Description
My Ubuntu server has 4-core CPU and 8GB RAM. In scrapyd.conf
, I set the following:
[scrapyd]
eggs_dir = eggs
logs_dir = logs
items_dir =
jobs_to_keep = 500
dbs_dir = dbs
max_proc = 60
#max_proc_per_cpu = 8
max_proc_per_cpu = 12
finished_to_keep = 100
#poll_interval = 5.0 # default
poll_interval = 1.0
bind_address = 0.0.0.0
http_port = 6800
debug = off
runner = scrapyd.runner
application = scrapyd.app.application
launcher = scrapyd.launcher.Launcher
ebroot = scrapyd.website.Root
[services]
schedule.json = scrapyd.webservice.Schedule
cancel.json = scrapyd.webservice.Cancel
addversion.json = scrapyd.webservice.AddVersion
listprojects.json = scrapyd.webservice.ListProjects
listversions.json = scrapyd.webservice.ListVersions
listspiders.json = scrapyd.webservice.ListSpiders
delproject.json = scrapyd.webservice.DeleteProject
delversion.json = scrapyd.webservice.DeleteVersion
listjobs.json = scrapyd.webservice.ListJobs
daemonstatus.json = scrapyd.webservice.DaemonStatus
The max_proc_per_cpu
is set as 12
, the server has 4 cores => in theory, it looks like up to 48 processes should be running on the CPU at the same time. The reason why I have a server of this configuration is that I wanted to run as many spiders on the server at the same time as possible.

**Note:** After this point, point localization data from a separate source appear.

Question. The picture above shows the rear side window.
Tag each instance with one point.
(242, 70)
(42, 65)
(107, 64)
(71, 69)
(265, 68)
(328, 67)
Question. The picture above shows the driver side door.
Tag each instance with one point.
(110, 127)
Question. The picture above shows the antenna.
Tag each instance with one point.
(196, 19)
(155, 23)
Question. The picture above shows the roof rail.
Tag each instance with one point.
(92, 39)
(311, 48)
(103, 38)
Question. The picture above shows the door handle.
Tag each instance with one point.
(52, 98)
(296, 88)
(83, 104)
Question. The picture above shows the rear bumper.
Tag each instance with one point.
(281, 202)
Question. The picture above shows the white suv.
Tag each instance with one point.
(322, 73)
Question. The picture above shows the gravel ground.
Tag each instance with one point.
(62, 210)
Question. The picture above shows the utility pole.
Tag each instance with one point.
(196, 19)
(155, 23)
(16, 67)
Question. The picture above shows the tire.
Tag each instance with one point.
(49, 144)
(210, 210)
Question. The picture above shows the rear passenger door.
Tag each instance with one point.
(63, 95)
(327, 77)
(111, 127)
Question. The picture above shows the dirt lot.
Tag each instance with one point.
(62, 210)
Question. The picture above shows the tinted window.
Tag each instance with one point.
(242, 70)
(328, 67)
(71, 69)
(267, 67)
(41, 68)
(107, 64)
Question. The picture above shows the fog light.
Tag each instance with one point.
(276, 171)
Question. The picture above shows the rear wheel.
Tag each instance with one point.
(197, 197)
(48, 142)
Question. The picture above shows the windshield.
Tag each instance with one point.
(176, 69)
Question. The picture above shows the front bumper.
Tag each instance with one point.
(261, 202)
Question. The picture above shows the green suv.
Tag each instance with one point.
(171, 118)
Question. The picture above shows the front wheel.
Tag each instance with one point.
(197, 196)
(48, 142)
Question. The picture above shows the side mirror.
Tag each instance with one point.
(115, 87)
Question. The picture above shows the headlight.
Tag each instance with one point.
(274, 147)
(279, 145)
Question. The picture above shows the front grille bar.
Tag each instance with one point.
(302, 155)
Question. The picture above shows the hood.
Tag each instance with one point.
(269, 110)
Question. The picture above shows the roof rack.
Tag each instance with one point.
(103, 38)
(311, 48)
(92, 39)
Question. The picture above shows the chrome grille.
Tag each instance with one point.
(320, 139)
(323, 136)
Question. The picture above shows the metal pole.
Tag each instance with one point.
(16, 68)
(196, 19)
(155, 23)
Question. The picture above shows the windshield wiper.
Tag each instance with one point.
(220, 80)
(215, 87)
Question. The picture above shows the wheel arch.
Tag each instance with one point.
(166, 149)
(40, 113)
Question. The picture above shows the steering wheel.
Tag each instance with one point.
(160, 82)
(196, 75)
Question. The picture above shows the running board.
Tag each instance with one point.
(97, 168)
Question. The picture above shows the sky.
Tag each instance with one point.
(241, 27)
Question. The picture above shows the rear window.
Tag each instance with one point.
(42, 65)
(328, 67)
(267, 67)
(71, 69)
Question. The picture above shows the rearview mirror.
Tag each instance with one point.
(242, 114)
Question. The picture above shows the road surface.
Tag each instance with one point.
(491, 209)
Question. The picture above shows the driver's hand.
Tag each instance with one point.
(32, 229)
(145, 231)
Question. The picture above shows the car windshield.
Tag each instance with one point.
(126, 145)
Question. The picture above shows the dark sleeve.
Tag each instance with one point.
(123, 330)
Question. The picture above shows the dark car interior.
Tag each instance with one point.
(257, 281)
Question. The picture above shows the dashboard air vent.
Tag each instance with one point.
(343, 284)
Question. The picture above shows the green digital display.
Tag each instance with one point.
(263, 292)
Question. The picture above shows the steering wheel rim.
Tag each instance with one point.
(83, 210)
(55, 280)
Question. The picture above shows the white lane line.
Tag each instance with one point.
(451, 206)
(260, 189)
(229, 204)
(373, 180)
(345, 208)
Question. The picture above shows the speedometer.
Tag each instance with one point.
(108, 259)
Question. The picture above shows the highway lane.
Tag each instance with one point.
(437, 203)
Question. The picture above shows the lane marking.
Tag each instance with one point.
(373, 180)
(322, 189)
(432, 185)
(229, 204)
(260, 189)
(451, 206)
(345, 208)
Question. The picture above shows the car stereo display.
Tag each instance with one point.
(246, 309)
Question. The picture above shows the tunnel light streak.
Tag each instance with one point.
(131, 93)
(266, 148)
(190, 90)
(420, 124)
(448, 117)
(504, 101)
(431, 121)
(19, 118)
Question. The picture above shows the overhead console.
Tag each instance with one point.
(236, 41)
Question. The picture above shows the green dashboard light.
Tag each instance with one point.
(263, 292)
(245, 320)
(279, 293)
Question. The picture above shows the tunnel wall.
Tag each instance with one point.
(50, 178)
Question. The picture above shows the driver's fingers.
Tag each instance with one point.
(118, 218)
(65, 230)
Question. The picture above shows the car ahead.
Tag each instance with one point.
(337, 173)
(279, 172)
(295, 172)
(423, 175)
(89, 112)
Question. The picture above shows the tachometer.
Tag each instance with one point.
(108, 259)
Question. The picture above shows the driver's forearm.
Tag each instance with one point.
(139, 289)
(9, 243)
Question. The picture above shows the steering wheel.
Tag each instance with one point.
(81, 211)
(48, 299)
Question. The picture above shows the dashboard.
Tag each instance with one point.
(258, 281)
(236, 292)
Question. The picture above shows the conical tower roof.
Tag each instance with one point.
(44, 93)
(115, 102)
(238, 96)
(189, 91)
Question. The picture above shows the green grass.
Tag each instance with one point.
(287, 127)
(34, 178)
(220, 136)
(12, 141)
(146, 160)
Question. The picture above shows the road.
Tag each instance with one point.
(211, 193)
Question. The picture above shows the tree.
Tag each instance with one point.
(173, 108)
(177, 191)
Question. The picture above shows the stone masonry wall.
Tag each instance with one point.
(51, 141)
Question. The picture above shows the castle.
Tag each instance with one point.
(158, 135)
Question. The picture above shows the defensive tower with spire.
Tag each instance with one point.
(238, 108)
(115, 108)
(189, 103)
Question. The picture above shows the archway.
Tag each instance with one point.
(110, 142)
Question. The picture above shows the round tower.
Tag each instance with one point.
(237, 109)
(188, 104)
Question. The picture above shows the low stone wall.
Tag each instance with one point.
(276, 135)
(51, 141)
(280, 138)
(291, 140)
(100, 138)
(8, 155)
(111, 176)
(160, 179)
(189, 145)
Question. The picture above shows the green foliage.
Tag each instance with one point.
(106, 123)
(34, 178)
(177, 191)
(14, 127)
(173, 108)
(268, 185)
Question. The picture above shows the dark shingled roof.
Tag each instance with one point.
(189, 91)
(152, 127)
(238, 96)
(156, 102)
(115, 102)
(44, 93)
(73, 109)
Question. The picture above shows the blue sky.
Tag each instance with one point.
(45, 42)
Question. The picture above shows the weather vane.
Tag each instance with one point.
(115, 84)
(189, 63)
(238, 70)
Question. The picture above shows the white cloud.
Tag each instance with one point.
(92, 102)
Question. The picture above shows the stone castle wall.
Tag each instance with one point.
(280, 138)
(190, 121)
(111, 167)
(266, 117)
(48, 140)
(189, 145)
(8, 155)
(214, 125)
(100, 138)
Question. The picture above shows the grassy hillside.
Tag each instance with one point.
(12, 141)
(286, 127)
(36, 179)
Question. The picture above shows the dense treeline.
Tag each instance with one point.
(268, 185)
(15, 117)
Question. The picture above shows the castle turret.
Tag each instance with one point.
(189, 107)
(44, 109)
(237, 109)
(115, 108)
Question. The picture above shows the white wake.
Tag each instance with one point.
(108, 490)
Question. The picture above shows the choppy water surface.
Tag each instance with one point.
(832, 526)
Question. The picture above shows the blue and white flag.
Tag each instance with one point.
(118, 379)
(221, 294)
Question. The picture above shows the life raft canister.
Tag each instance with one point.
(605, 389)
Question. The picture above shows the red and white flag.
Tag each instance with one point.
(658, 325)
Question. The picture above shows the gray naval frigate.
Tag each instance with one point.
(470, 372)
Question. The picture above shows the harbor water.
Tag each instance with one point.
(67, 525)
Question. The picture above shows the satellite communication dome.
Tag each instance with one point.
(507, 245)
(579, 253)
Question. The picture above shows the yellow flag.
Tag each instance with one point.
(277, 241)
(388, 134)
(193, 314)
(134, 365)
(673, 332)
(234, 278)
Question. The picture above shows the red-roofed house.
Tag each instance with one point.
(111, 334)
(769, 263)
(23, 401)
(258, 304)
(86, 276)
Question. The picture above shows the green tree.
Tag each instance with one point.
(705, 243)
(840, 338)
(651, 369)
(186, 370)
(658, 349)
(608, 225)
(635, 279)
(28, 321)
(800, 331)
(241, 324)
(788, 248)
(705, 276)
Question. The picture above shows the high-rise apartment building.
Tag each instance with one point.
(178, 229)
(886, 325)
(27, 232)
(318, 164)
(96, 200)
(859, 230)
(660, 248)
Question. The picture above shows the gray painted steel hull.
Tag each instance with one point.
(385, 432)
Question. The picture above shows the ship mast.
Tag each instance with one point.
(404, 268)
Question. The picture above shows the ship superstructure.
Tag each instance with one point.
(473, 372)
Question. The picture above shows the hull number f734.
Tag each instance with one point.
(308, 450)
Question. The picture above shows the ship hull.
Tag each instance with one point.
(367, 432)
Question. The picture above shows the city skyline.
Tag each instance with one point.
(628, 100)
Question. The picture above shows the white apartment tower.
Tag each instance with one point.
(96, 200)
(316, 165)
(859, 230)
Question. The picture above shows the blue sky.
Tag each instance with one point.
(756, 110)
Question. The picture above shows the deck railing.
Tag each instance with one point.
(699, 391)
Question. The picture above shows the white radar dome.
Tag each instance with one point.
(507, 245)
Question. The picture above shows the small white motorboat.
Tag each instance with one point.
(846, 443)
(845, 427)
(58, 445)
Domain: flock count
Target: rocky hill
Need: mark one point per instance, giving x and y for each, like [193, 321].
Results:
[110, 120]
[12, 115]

However, when I checked Scrapyd, I noticed that typically, there's less than 15 jobs running at the same time. After some additional observation, I noticed that if I restart the server, the number of processes jobs is in the range 45-60 (60 is the max_proc
), but after some time (after 60-90 minutes), the number of processed jobs drops from 45-60 to like 10-15.
In htop
, I checked the usage of the server:
- Core 0: 100%
- Core 1: 100%
- Core 2: 99%
- Core 3: 100%
- Mem: 4.05GB/7.75GB
- Swp: 1.15GB/4.00GB
I thought that the reason why there's running only 10-15 jobs and not 48 is that the server might be running out of memory, but that does not seem to be the case.
The CPUs are used to their full extend - that's what I wanted, to fully utilize it.
If I restart scrapyd
, then for the next hour or so there will be again 48-60 jobs running at the same time and after another hour, it will drop again to 10-15.
Why is that? I would like the server to be ideally processing 48 jobs at any given time. Why is that not happening? What am I missing here?